Here's my two cents worth:
_"I would like to drink tea." ---> "Çay içmek isterim." or better yet "Canım çay istiyor." or (ordering in a cafe) "Çay alayım/içeyim."
__"I would go to Turkey on vacation." ---> "Tatilde Türkiye'ye gitmek isterdim/gitmek isterim."
"If I had money, I would go to Turkey on vacation." ---> "Param olsaydı, tatilde Türkiye'ye giderdim/gitmek isterdim/gitmek isterim."
"I would like (to do) something" ---> "Birşey (yapmak) isterdim/isterim."_


----------



## sufler

Thank you for the examples!
I must admit that two words among them have intrigued me a lot:
The first one is *Canım*; my dictionary says *can *means "soul", but here it seems that _my soul wants tea.​ _Are constructions like this popular in Turkish?
And the next is, why don't you say *Param varsaydı... *but "olsaydı" instead? I though that when talking about having something, always "var" should be used.
(certainly only if "to have" is the main verb of the sentence, because I realize the existence of relative clause like _bisikleti olan çocuk _etc.)


----------



## Rallino

Because _*var*_ is an adjective, and you can't add the conditional AND the past to an adjective at the same time.

You can say:_ Güzelse, _you can also say _Güzeldi_, but not: _Güzelseydi_.

Adjectives can't host complex tenses. They aren't as flexible as normal verbs. You can only add one tense at a time to an adjective. If you need a complex tense like "seydi / mişti" etc, you'll have to use a verb that can host them all at the same time. Therefore:

Param var. 
Param varsa. 
Param vardı. 
Param varsaydı. 

Param olsaydı.


----------



## Guner

sufler said:


> Thank you for the examples!
> I must admit that two words among them have intrigued me a lot:
> The first one is *Canım*; my dictionary says *can *means "soul", but here it seems that _my soul wants tea.​ _Are constructions like this popular in Turkish?
> And the next is, why don't you say *Param varsaydı... *but "olsaydı" instead? I though that when talking about having something, always "var" should be used.
> (certainly only if "to have" is the main verb of the sentence, because I realize the existence of relative clause like _bisikleti olan çocuk _etc.)

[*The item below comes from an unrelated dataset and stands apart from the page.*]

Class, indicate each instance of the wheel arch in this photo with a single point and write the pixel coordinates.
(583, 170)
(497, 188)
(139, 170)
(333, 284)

Ditto with Rallino's answers....
And as for the usage of "_Canım istiyor.", yes it is very common in Turkish.
We have :
"Canım çilek çekti." --> "I feel like having a strawberry."
"Canım çilek yemek istiyor." --> "I feel like having a strawberry."
"Canın ne yapmak istiyor?" --> "What would you like to do?"
"Canım sıkıldı" --> "I am bored."
"Canım çıktı!" --> "I am very tired!"
and many others...  
_


----------